Wolność słowa? Tylko jeśli nie jesteś trollem i nie obrażasz naszych uczuć
Niewdzięczna jest wolność słowa, szczególnie w tak nieokrzesanym medium, jakim jest Internet. Obywatelom demokratycznych społeczeństw wypada reagować oburzeniem na działania władz Chin czy Iranu, ścigających blogerów i dziennikarzy za publikacje, które nie odpowiadają linii partii. Konsekwencja wymagałaby reagowania oburzeniem na działania, które wymierzone są w wolność wypowiedzi także na swoim podwórku – ale czy musimy być zawsze tak bardzo konsekwentni? Ostatnie wydarzenia z amerykańskiego podwórka, związane ze społecznościowymi gigantami, Redditem i Twitterem, pokazują że niekoniecznie. Wobec niektórych „naszych” można zrobić wyjątek, uznając że ich słowa na wolność nie zasługują.
Reddit jest serwisem dobrze znanym każdemu, kto spędził trochę czasu w Internecie. Stał się on dla wielu innych mediów głównym źródłem informacji, a dla użytkowników agregatorem tego, co potencjalnie najciekawsze w Sieci (przynajmniej tej anglojęzycznej). Kluczem do jego sukcesu była zapewne łatwość budowania swojego własnego strumienia informacji, zbudowanego z linków czy dyskusji dodawanych do tematycznych kanałów – subredditów – które użytkownik subskrybował według swoich upodobań. Swoboda tworzenia subredditów, oddanie ich w moderację samej społeczności i brak praktycznie jakichkolwiek ograniczeń co do publikowanych treści sprawiły, że oprócz całkiem „normalnych” kanałów, takich jak np. /r/worldnews czy /r/javascript pojawiły się też wyjątkowo osobliwe, w stylu r/fffffffuuuuuuuuuuuu/ czy r/spacedicks/, wypełnione po brzegi internetowymi trollami.

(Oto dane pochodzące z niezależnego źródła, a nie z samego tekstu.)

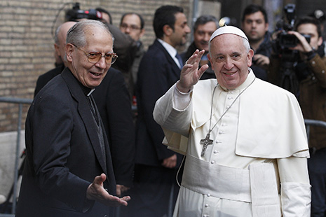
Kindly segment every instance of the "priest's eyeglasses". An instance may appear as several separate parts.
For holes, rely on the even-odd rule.
[[[86,52],[84,50],[81,50],[74,44],[72,44],[75,46],[78,50],[83,51],[83,52],[87,56],[87,59],[90,63],[97,63],[100,60],[101,60],[102,57],[105,58],[105,62],[107,64],[112,64],[116,62],[116,59],[118,58],[118,55],[115,52],[108,52],[104,54],[104,55],[102,55],[102,52]]]

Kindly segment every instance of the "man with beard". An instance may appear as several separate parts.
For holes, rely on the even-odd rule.
[[[218,28],[218,20],[212,15],[201,15],[196,20],[193,25],[193,42],[189,46],[187,50],[182,55],[184,62],[188,59],[196,50],[205,50],[201,57],[199,67],[208,64],[209,68],[205,71],[201,79],[215,78],[215,74],[212,69],[210,61],[207,57],[208,54],[208,42],[210,36]]]

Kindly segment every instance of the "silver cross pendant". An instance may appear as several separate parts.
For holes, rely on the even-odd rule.
[[[207,134],[206,138],[201,140],[201,145],[203,145],[203,150],[201,150],[201,157],[203,157],[205,155],[207,146],[208,146],[208,145],[212,145],[213,144],[213,141],[212,139],[210,139],[210,134]]]

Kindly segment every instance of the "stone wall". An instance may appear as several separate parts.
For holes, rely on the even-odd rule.
[[[154,39],[152,20],[161,5],[184,8],[187,15],[191,0],[80,0],[81,10],[102,7],[118,25],[125,12],[137,12],[145,20],[146,47]],[[64,20],[71,0],[0,0],[0,97],[32,99],[38,76],[54,67],[53,32]],[[62,9],[60,10],[60,9]],[[190,15],[191,17],[191,15]],[[23,108],[22,129],[28,106]],[[0,132],[16,130],[18,106],[0,102]]]

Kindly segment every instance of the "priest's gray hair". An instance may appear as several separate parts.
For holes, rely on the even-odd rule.
[[[100,27],[107,31],[114,42],[114,38],[107,25],[97,20],[86,20],[79,21],[69,29],[67,33],[66,43],[74,44],[78,48],[85,46],[86,45],[86,29],[94,27]]]

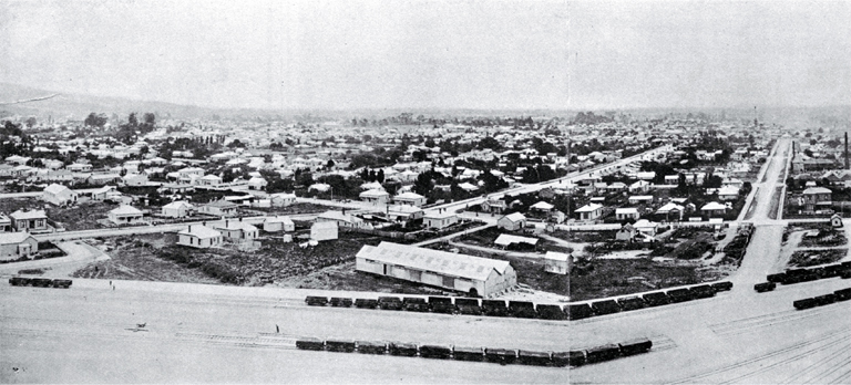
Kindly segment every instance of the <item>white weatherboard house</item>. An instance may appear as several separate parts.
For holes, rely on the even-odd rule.
[[[163,217],[168,218],[185,218],[188,217],[193,210],[195,210],[195,206],[192,206],[192,204],[185,200],[176,200],[163,206],[161,214]]]
[[[0,235],[0,261],[13,261],[39,252],[39,241],[29,232]]]
[[[444,229],[458,223],[458,215],[454,212],[428,212],[422,217],[422,222],[430,229]]]
[[[571,272],[572,258],[564,252],[547,251],[544,254],[544,271],[556,274]]]
[[[360,199],[373,205],[386,205],[390,199],[390,194],[380,189],[368,190],[360,192]]]
[[[509,231],[521,230],[526,227],[526,217],[520,212],[509,214],[496,220],[496,227]]]
[[[576,209],[576,214],[580,215],[580,220],[594,220],[603,215],[603,205],[587,204]]]
[[[355,269],[485,298],[517,284],[507,261],[391,242],[365,246]]]
[[[266,218],[266,220],[263,221],[263,231],[296,231],[296,223],[294,223],[293,219],[289,219],[289,217]]]
[[[337,239],[337,222],[316,222],[310,226],[310,239],[324,241]]]
[[[422,207],[426,205],[426,197],[417,192],[402,192],[393,197],[393,201],[400,205]]]
[[[202,225],[191,225],[177,232],[177,244],[207,249],[222,244],[222,233]]]
[[[76,202],[76,191],[57,184],[52,184],[44,188],[44,191],[42,191],[41,195],[42,200],[57,206],[74,204]]]
[[[133,206],[122,205],[106,215],[106,218],[115,225],[135,225],[142,222],[142,211]]]

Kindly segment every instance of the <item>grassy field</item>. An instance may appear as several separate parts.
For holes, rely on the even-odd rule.
[[[91,230],[103,228],[103,225],[98,223],[98,220],[106,219],[106,214],[116,207],[119,205],[89,201],[71,208],[51,206],[48,208],[47,215],[51,220],[61,223],[68,231]]]

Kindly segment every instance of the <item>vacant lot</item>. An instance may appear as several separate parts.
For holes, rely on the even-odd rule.
[[[103,228],[98,220],[106,219],[106,214],[116,207],[119,205],[86,201],[71,208],[50,206],[47,215],[50,220],[58,222],[68,231],[91,230]]]

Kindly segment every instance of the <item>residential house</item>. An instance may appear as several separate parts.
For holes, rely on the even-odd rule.
[[[45,187],[41,195],[42,200],[55,206],[73,205],[76,202],[76,191],[57,184]]]
[[[161,214],[167,218],[186,218],[193,211],[195,211],[195,206],[185,200],[176,200],[163,206]]]
[[[286,207],[294,205],[296,202],[296,194],[295,192],[276,192],[269,196],[269,199],[271,199],[271,206],[274,207]]]
[[[259,232],[254,225],[240,220],[225,220],[224,223],[215,223],[212,227],[222,233],[224,240],[232,242],[254,240]]]
[[[488,199],[481,204],[482,211],[492,214],[502,214],[505,211],[506,206],[505,201],[501,199]]]
[[[580,220],[596,220],[603,215],[603,205],[587,204],[576,209]]]
[[[387,205],[390,199],[390,194],[385,190],[373,189],[360,192],[360,200],[370,202],[372,205]]]
[[[635,227],[633,227],[633,225],[626,223],[622,226],[617,232],[615,232],[615,239],[622,241],[632,241],[635,238]]]
[[[717,201],[710,201],[700,208],[700,212],[706,216],[722,216],[727,212],[727,206]]]
[[[0,214],[0,232],[8,231],[12,231],[12,220],[3,214]]]
[[[209,204],[201,206],[198,212],[207,214],[216,217],[233,217],[236,216],[238,205],[221,199],[212,201]]]
[[[337,239],[337,222],[317,221],[310,226],[310,239],[315,241]]]
[[[222,246],[222,233],[202,225],[189,225],[177,232],[177,244],[196,249],[208,249]]]
[[[387,219],[393,222],[422,219],[424,215],[421,208],[411,205],[393,205],[387,208]]]
[[[526,227],[526,217],[520,212],[510,214],[496,220],[496,227],[509,231],[522,230]]]
[[[454,212],[427,212],[422,217],[422,222],[430,229],[445,229],[452,225],[458,223],[458,215]]]
[[[143,222],[142,210],[127,205],[119,206],[106,214],[106,218],[115,225],[137,225]]]
[[[816,211],[830,208],[832,205],[831,191],[824,187],[810,187],[801,194],[806,211]]]
[[[248,179],[248,189],[249,190],[256,190],[256,191],[263,191],[266,189],[266,186],[268,186],[268,181],[262,177],[252,177]]]
[[[571,262],[573,262],[571,254],[547,251],[544,254],[544,271],[566,275],[571,273]]]
[[[615,219],[617,220],[637,220],[640,217],[637,207],[624,207],[615,209]]]
[[[44,210],[17,210],[9,215],[14,231],[47,231],[48,216]]]
[[[263,231],[296,231],[296,223],[289,217],[271,217],[263,221]]]
[[[39,241],[29,232],[10,232],[0,236],[0,261],[14,261],[39,252]]]
[[[393,197],[393,201],[400,205],[422,207],[426,205],[426,197],[417,192],[402,192]]]

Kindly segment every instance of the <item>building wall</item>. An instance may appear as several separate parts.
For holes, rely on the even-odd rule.
[[[29,244],[29,252],[20,252],[21,244]],[[39,252],[39,242],[30,237],[24,239],[21,243],[8,243],[0,244],[0,260],[12,261],[21,257],[33,256]]]

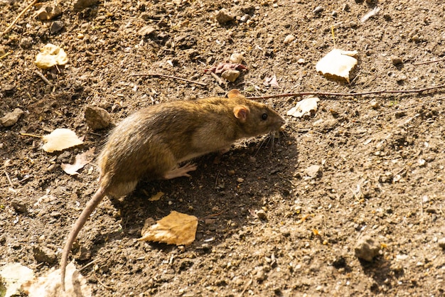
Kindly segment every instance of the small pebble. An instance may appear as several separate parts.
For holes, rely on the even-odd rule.
[[[104,129],[111,123],[111,117],[105,109],[96,106],[85,108],[85,121],[93,130]]]
[[[222,9],[216,14],[215,16],[216,21],[220,24],[223,25],[226,23],[233,21],[234,16],[226,9]]]
[[[323,11],[323,6],[317,6],[313,10],[313,13],[314,14],[320,14],[321,11]]]
[[[8,112],[4,117],[0,118],[0,124],[5,127],[11,126],[18,121],[23,113],[23,110],[16,108],[14,112]]]
[[[298,61],[296,61],[296,63],[299,63],[299,64],[300,64],[300,65],[301,65],[301,64],[304,64],[304,63],[306,63],[306,60],[304,60],[304,58],[300,58],[298,60]]]
[[[445,237],[441,238],[437,242],[441,248],[445,249]]]
[[[354,247],[355,256],[370,262],[372,259],[379,254],[380,244],[375,242],[369,236],[364,236],[358,239]]]
[[[391,56],[391,62],[393,65],[397,66],[402,64],[402,59],[397,56],[392,55]]]
[[[294,36],[292,34],[289,34],[287,36],[286,36],[284,38],[284,44],[289,44],[290,43],[291,43],[292,41],[294,41],[295,40],[295,36]]]
[[[21,213],[28,212],[28,210],[26,208],[26,203],[21,200],[20,199],[14,198],[11,201],[11,205],[14,207],[14,209],[17,212],[21,212]]]
[[[240,76],[240,71],[238,70],[225,70],[222,73],[221,73],[221,77],[225,80],[228,80],[229,82],[233,82],[237,80],[237,78]]]
[[[267,220],[267,215],[264,210],[259,210],[257,212],[257,216],[259,220]]]
[[[258,281],[262,281],[266,279],[266,271],[264,271],[264,269],[262,268],[257,271],[255,279]]]
[[[50,32],[51,33],[51,34],[54,34],[62,30],[65,24],[63,21],[55,21],[51,24],[51,27],[50,28]]]
[[[55,263],[57,257],[54,251],[45,247],[34,247],[33,248],[34,259],[39,263],[48,263],[51,264]]]
[[[380,104],[375,99],[373,99],[372,101],[371,101],[370,102],[370,105],[371,106],[371,108],[372,109],[378,109],[379,107],[380,107]]]
[[[31,37],[23,37],[20,41],[20,46],[23,48],[30,48],[33,45],[33,38]]]
[[[321,173],[321,168],[318,165],[313,165],[306,168],[304,173],[310,178],[315,178]]]
[[[233,53],[232,55],[230,55],[230,58],[229,59],[229,61],[232,63],[240,64],[242,63],[244,57],[242,56],[242,54]]]
[[[241,17],[241,18],[240,18],[240,21],[245,23],[249,20],[249,18],[250,18],[250,16],[249,16],[248,14],[245,14]]]

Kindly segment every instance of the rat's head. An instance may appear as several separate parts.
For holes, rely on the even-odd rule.
[[[245,99],[237,90],[229,92],[227,97],[239,99],[233,108],[233,114],[242,129],[245,137],[279,131],[285,123],[284,119],[277,112],[262,103]]]

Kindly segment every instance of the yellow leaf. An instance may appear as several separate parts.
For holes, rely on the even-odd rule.
[[[195,240],[198,218],[193,215],[172,211],[170,215],[141,231],[139,240],[187,245]]]
[[[42,148],[48,153],[63,151],[83,144],[83,141],[76,136],[75,132],[68,129],[56,129],[49,134],[45,135],[43,139],[46,144]]]
[[[151,198],[149,199],[149,201],[158,201],[162,196],[163,196],[163,192],[158,192],[151,196]]]
[[[323,57],[315,66],[317,72],[326,77],[349,82],[349,72],[357,65],[357,50],[334,48]]]
[[[48,43],[36,56],[34,64],[39,68],[48,69],[56,65],[65,65],[68,63],[68,57],[63,50],[57,45]]]

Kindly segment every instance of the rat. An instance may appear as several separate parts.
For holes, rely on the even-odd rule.
[[[275,111],[246,99],[237,90],[230,91],[227,97],[151,105],[114,129],[97,158],[99,188],[73,226],[63,248],[63,291],[73,244],[105,196],[124,196],[143,178],[190,177],[188,173],[196,166],[178,164],[208,153],[227,151],[237,140],[279,131],[285,123]]]

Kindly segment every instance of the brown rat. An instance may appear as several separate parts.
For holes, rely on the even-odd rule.
[[[196,166],[181,162],[227,149],[235,141],[278,131],[284,120],[264,104],[245,99],[237,90],[228,98],[153,105],[124,119],[113,130],[98,157],[99,189],[73,226],[63,248],[62,288],[77,234],[104,196],[131,193],[142,178],[190,176]]]

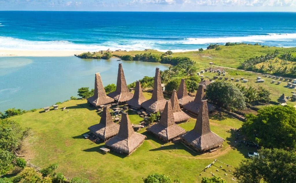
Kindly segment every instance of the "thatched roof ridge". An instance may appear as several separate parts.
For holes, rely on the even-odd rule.
[[[114,101],[114,99],[107,96],[100,73],[96,73],[94,82],[94,93],[87,99],[93,106],[97,107],[102,105],[106,105]]]
[[[166,142],[178,137],[186,131],[175,123],[170,100],[168,101],[165,104],[159,122],[148,128],[147,130]]]
[[[126,104],[134,108],[139,109],[141,108],[141,104],[146,100],[143,95],[141,83],[139,81],[137,81],[136,83],[136,88],[133,96],[131,99],[126,102]]]
[[[119,125],[113,122],[109,111],[105,107],[103,110],[100,123],[89,127],[88,129],[104,141],[117,134]]]
[[[179,86],[178,91],[177,92],[177,96],[178,98],[179,104],[181,106],[183,106],[193,101],[194,98],[188,95],[188,92],[186,87],[185,80],[181,79],[181,82]]]
[[[181,110],[177,96],[177,93],[174,90],[173,90],[170,101],[172,103],[172,107],[175,122],[187,121],[190,119],[190,116]]]
[[[200,108],[202,105],[202,101],[205,100],[205,91],[202,85],[198,86],[194,100],[183,106],[183,108],[192,113],[197,115],[200,111]],[[213,111],[215,107],[210,104],[208,103],[208,110],[209,112]]]
[[[113,149],[129,155],[142,144],[146,138],[134,131],[128,114],[123,113],[118,134],[109,139],[105,144]]]
[[[163,110],[166,100],[163,97],[161,87],[161,80],[159,69],[156,68],[154,77],[154,84],[152,92],[152,97],[144,102],[141,105],[150,112],[156,112]]]
[[[116,90],[107,95],[120,103],[126,102],[133,98],[133,94],[128,91],[122,65],[120,63],[118,67]]]
[[[279,103],[286,103],[288,100],[288,99],[285,96],[285,94],[283,93],[283,94],[278,99],[278,102]]]
[[[211,131],[207,101],[202,101],[202,104],[194,128],[180,136],[183,140],[200,152],[217,147],[225,141]]]

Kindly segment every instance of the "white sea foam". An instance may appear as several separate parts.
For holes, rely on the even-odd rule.
[[[172,45],[176,44],[206,44],[210,43],[225,43],[230,42],[265,42],[295,41],[296,34],[269,34],[265,35],[229,37],[216,38],[188,38],[182,40],[168,41],[159,40],[123,40],[119,43],[107,42],[100,44],[77,44],[66,41],[32,41],[12,37],[0,36],[0,49],[33,50],[88,51],[94,51],[120,49],[122,50],[143,50],[154,49],[166,51]],[[166,44],[167,49],[164,48]],[[181,46],[180,47],[181,47]],[[200,47],[199,46],[199,48]],[[197,50],[192,50],[171,49],[173,52]]]

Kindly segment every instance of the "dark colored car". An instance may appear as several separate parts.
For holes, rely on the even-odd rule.
[[[259,145],[254,142],[251,141],[245,141],[244,142],[244,144],[248,147],[259,147]]]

Jak wygląda troll? Jednym z najsłynniejszych trolli Reddita był niejaki „Violentacrez”, twórca setek subredditów, których same nazwy mogły u co bardziej konserwatywnych czy poprawnych politycznie internautów wywołać ciarki na plecach: /r/rapejokes, /r/hitler, /r/chokeabitch, /r/picsofdeadkids itp. Niejednokrotnie banowany za swoją radosną twórczość Violentacrez musiał być jednak z perspektywy administratorów Reddita osobą na dłuższą metę pożądaną – do jego subredditów było zapisanych przynajmniej 800 tys. użytkowników serwisu, zdobywał on też nagrody społeczności w rodzaju „Najgorszego subreddita”. I zapewne kariera tego zdolnego trolla trwałaby w najlepsze, gdyby nie niejaki Adrian Chen z serwisu Gawker, który odkrył tożsamość Violentacreza i ujawnił ją w wyjątkowo zjadliwym artykule. Trollem okazał się być 49-letni programista z Teksasu, Michael Brutsch, określony jako „jeden z najpotężniejszych redditorów (użytkowników redagujących Reddita)” i oskarżony o promowanie pedofilii, nienawiści rasowej, pogardy wobec kobiet, kazirodztwa, nazizmu i innych strasznych rzeczy.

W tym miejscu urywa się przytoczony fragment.